使用 Gemma 4 进行函数调用

在 ai.google.dev 上查看 在 Google Colab 中运行 在 Kaggle 中运行 在 Vertex AI 中打开 在 GitHub 上查看源代码

使用 Gemma 等生成式人工智能 (AI) 模型时,您可能希望使用该模型来操作编程接口,以便完成任务或回答问题。通过定义编程接口来指示模型,然后发出使用该接口的请求,这种做法称为函数调用

本指南介绍了在 Hugging Face 生态系统中如何使用 Gemma 4。

此笔记本将在 T4 GPU 上运行。

安装 Python 软件包

安装运行 Gemma 模型和发出请求所需的 Hugging Face 库。

# Install PyTorch & other libraries
pip install torch accelerate

# Install the transformers library
pip install transformers

加载模型

使用 transformers 库,通过 AutoProcessorAutoModelForImageTextToText 类创建 processormodel 的实例,如以下代码示例所示:

MODEL_ID = "google/gemma-4-E2B-it" # @param ["google/gemma-4-E2B-it","google/gemma-4-E4B-it", "google/gemma-4-31B-it", "google/gemma-4-26B-A4B-it"]
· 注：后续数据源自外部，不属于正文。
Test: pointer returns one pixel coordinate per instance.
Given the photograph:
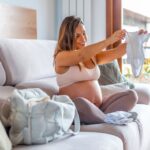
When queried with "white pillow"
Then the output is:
(26, 59)
(5, 143)
(108, 90)
(2, 75)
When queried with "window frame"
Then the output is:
(114, 20)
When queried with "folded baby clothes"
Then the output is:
(135, 52)
(120, 117)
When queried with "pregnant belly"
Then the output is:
(87, 89)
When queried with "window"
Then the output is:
(125, 14)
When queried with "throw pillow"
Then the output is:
(5, 143)
(110, 74)
(5, 92)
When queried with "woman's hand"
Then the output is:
(118, 35)
(142, 31)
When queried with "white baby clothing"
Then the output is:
(135, 52)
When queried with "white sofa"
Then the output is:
(29, 64)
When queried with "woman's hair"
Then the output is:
(66, 34)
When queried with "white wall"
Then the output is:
(98, 20)
(46, 17)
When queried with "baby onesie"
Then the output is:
(135, 51)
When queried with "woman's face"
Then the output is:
(80, 36)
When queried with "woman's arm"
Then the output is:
(109, 55)
(69, 58)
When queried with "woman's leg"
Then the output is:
(88, 112)
(122, 101)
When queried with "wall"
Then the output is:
(46, 17)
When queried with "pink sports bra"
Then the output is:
(75, 74)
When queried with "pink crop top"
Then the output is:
(74, 74)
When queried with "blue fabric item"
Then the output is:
(120, 117)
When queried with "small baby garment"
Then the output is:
(135, 51)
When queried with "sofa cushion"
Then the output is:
(2, 75)
(82, 141)
(25, 60)
(49, 85)
(5, 143)
(5, 93)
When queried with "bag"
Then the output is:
(37, 119)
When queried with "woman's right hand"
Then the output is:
(118, 35)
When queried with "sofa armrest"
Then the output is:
(143, 92)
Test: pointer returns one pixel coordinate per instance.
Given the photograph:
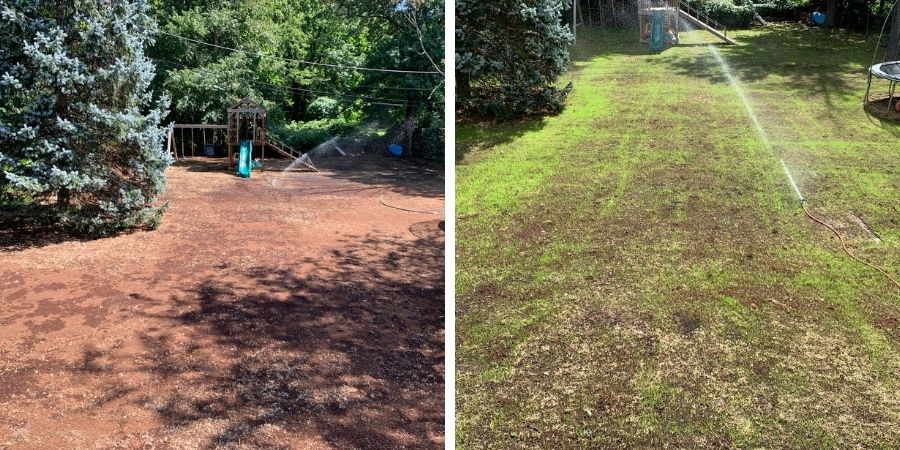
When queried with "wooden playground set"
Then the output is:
(242, 138)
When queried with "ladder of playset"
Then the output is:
(286, 150)
(703, 21)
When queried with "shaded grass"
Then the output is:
(636, 273)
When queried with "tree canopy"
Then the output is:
(509, 55)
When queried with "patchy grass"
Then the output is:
(635, 272)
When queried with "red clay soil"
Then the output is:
(288, 310)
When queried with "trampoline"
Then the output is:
(889, 71)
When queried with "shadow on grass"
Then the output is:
(351, 351)
(808, 61)
(473, 136)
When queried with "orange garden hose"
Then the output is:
(844, 245)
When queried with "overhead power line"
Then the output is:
(335, 66)
(371, 99)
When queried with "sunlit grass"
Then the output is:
(636, 271)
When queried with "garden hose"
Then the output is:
(381, 200)
(844, 245)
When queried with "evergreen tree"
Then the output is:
(509, 53)
(78, 122)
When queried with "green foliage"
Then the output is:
(509, 55)
(305, 136)
(85, 132)
(324, 107)
(204, 81)
(784, 9)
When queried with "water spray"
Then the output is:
(762, 134)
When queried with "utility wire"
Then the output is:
(335, 66)
(293, 89)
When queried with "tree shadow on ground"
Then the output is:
(348, 348)
(474, 135)
(36, 226)
(807, 61)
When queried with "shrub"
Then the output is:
(729, 14)
(324, 107)
(78, 121)
(305, 136)
(783, 9)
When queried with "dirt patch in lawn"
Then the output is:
(288, 310)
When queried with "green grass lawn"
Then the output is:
(637, 271)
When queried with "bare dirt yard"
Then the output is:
(288, 310)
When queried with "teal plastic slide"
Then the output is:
(656, 30)
(244, 159)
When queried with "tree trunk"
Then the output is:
(893, 50)
(830, 13)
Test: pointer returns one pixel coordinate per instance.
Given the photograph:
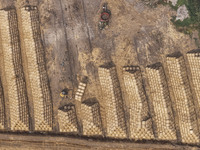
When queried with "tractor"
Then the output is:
(104, 18)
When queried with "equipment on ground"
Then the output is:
(66, 93)
(104, 18)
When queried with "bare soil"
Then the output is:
(75, 47)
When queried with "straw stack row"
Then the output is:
(115, 120)
(183, 99)
(163, 116)
(13, 71)
(91, 119)
(140, 121)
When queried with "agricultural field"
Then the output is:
(71, 80)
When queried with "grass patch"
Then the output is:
(192, 23)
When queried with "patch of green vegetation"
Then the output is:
(181, 2)
(192, 23)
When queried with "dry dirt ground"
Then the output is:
(75, 47)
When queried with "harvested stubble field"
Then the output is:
(72, 48)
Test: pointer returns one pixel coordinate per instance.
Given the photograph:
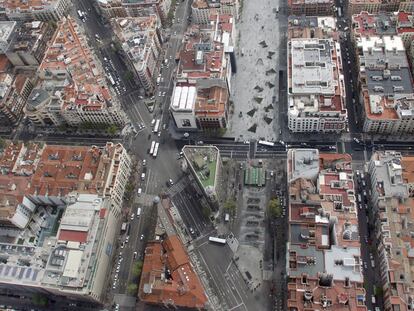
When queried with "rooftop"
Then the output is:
(38, 170)
(168, 277)
(69, 57)
(392, 176)
(203, 161)
(42, 255)
(386, 78)
(136, 35)
(311, 26)
(323, 225)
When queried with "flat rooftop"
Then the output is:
(203, 161)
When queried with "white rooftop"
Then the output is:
(184, 98)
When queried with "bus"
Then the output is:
(157, 126)
(111, 79)
(156, 150)
(124, 226)
(266, 143)
(152, 147)
(217, 240)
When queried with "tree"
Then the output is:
(230, 205)
(274, 207)
(112, 129)
(40, 300)
(128, 75)
(132, 288)
(137, 268)
(2, 143)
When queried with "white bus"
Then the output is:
(111, 79)
(217, 240)
(266, 143)
(156, 150)
(157, 126)
(152, 147)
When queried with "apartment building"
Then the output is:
(140, 39)
(203, 81)
(316, 95)
(28, 43)
(311, 7)
(180, 286)
(202, 9)
(72, 87)
(65, 252)
(14, 92)
(392, 180)
(134, 8)
(384, 24)
(36, 10)
(324, 264)
(33, 174)
(206, 166)
(386, 86)
(376, 6)
(320, 27)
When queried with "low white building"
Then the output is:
(182, 107)
(202, 9)
(316, 95)
(45, 10)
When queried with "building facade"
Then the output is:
(324, 263)
(201, 10)
(392, 180)
(140, 40)
(316, 96)
(34, 10)
(72, 88)
(386, 86)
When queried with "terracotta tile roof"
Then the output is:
(182, 289)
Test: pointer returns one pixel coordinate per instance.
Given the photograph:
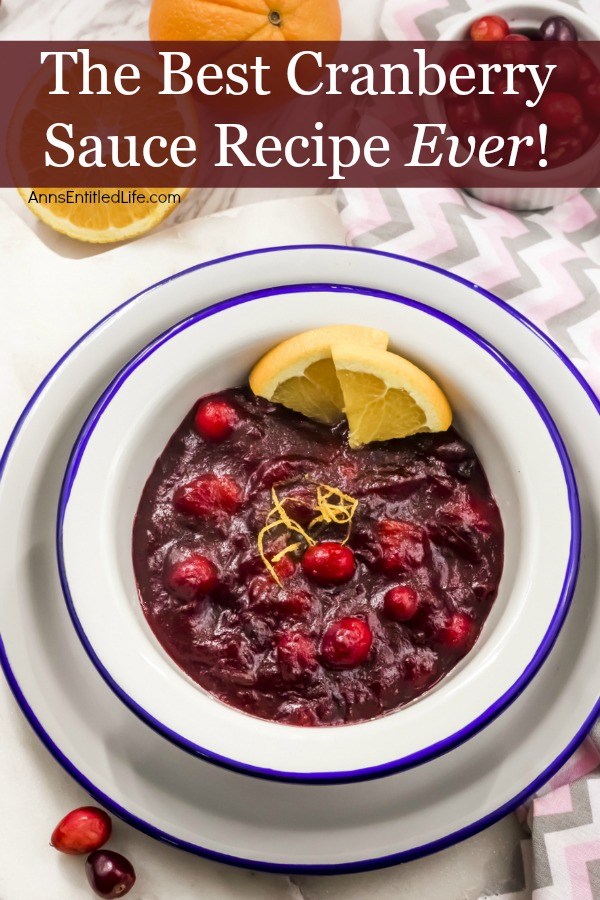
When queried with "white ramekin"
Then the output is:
(525, 16)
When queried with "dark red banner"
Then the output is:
(467, 114)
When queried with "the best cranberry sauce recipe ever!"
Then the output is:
(307, 583)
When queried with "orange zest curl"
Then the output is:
(333, 507)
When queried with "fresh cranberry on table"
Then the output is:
(208, 496)
(401, 603)
(489, 28)
(329, 563)
(296, 655)
(346, 643)
(82, 830)
(563, 149)
(192, 577)
(401, 546)
(557, 28)
(215, 420)
(456, 631)
(561, 111)
(110, 874)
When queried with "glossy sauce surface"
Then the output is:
(426, 522)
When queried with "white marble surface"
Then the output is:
(40, 316)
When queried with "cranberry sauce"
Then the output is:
(354, 628)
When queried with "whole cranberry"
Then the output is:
(295, 603)
(456, 631)
(586, 134)
(110, 875)
(563, 149)
(215, 420)
(509, 105)
(557, 28)
(296, 655)
(402, 546)
(208, 496)
(515, 49)
(527, 125)
(587, 71)
(568, 66)
(329, 563)
(479, 133)
(346, 643)
(82, 830)
(401, 603)
(561, 111)
(489, 28)
(192, 577)
(591, 98)
(285, 567)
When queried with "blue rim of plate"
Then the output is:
(281, 868)
(424, 754)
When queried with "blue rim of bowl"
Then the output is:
(367, 865)
(424, 754)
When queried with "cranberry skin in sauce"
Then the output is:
(376, 624)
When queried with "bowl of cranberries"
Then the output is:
(276, 601)
(544, 34)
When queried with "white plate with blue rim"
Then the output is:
(493, 406)
(173, 795)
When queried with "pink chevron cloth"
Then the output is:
(547, 265)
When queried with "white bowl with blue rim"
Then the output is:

from transformers import AutoProcessor, AutoModelForMultimodalLM

model = AutoModelForMultimodalLM.from_pretrained(MODEL_ID, dtype="auto", device_map="auto")
processor = AutoProcessor.from_pretrained(MODEL_ID)
Loading weights:   0%|          | 0/2011 [00:00<?, ?it/s]

传递工具

您可以使用 apply_chat_template() 函数通过 tools 实参将工具传递给模型。您可以通过两种方法定义这些工具:

  • JSON 架构:您可以手动构建一个 JSON 字典,用于定义函数名称、说明和参数(包括类型和必需字段)。
  • 原始 Python 函数:您可以传递实际的 Python 函数。系统会通过解析函数的类型提示、实参和文档字符串来自动生成所需的 JSON 架构。为获得最佳效果,文档字符串应遵循 Google Python 样式指南

以下是包含 JSON 架构的示例。

from transformers import TextStreamer

weather_function_schema = {
    "type": "function",
    "function": {
        "name": "get_current_temperature",
        "description": "Gets the current temperature for a given location.",
        "parameters": {
            "type": "object",
            "properties": {
                "location": {
                    "type": "string",
                    "description": "The city name, e.g. San Francisco",
                },
            },
            "required": ["location"],
        },
    }
}

message = [
    {
        "role": "system", "content": "You are a helpful assistant."
    },
    {
        "role": "user", "content": "What's the temperature in London?"
    }
]

text = processor.apply_chat_template(message, tools=[weather_function_schema], tokenize=False, add_generation_prompt=True)
inputs = processor(text=text, return_tensors="pt").to(model.device)
streamer = TextStreamer(processor)
outputs = model.generate(**inputs, streamer=streamer, max_new_tokens=64)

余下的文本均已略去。